Event Loopcritical

Event Loop Tick & Ordering

One event loop 'tick' is: execute one macrotask (or the initial script), then drain all microtasks, then optionally render, then pick the next macrotask.

Memory anchor

One event loop tick is like one spin of a washing machine: wash one load (macrotask), rinse ALL the soap out (drain microtasks), optionally hang to dry (render), then grab the next load.

Expected depth

The ordering of async operations is: synchronous code → microtasks (Promise.then, queueMicrotask) → macrotasks (setTimeout, I/O). A common interview question is predicting the output of interleaved Promises and setTimeouts.

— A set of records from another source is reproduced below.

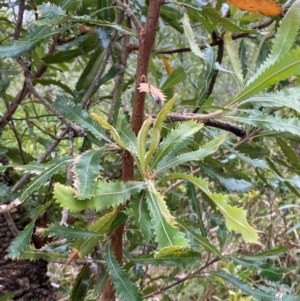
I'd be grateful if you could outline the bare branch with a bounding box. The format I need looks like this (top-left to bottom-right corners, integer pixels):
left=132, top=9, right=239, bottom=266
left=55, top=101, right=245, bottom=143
left=117, top=0, right=143, bottom=34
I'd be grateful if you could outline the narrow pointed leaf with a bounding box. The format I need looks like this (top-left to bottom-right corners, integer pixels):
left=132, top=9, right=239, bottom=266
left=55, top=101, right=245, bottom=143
left=224, top=32, right=243, bottom=87
left=151, top=120, right=204, bottom=167
left=19, top=157, right=72, bottom=202
left=145, top=94, right=177, bottom=166
left=156, top=134, right=227, bottom=173
left=70, top=265, right=92, bottom=301
left=105, top=244, right=142, bottom=301
left=127, top=247, right=202, bottom=269
left=228, top=110, right=300, bottom=136
left=74, top=150, right=103, bottom=200
left=163, top=173, right=258, bottom=242
left=176, top=219, right=224, bottom=259
left=7, top=203, right=50, bottom=258
left=231, top=48, right=300, bottom=107
left=160, top=67, right=186, bottom=90
left=137, top=116, right=154, bottom=176
left=70, top=208, right=118, bottom=258
left=146, top=181, right=188, bottom=249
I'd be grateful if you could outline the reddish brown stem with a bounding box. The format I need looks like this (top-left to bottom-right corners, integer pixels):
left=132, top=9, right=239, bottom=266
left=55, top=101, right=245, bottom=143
left=99, top=0, right=164, bottom=301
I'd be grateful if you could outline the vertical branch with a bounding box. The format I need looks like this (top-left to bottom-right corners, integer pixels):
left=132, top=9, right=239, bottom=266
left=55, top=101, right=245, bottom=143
left=98, top=0, right=164, bottom=301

Promise.resolve().then(A) will always run A before setTimeout(B, 0) runs B, regardless of which was registered first.

Deep — senior internals

Between the microtask checkpoint and the next macrotask, browsers may run a rendering step — but only if there is a pending visual update and enough time has passed (~16ms at 60fps). requestAnimationFrame callbacks run as part of the rendering step, not as macrotasks or microtasks. This means rAF fires after microtasks but before the next setTimeout. The rendering step is skippable — if the browser determines no visual update is needed, it jumps to the next macrotask.

🎤Interview-ready answer

The canonical event loop order is: run current task → drain microtask queue → (browser: rendering step if needed) → pick next macrotask. This means Promise chains always complete before setTimeout(fn, 0) fires. requestAnimationFrame sits between microtasks and the next macrotask in browsers, making it the right tool for synchronizing with the rendering pipeline.

Common trap

requestAnimationFrame is not a macrotask and not a microtask — it runs as part of the browser's rendering step. Putting animation logic in setTimeout is wrong because it's not synchronized with the display refresh rate, causing jank. Putting it in a Promise chain is wrong because microtasks block rendering.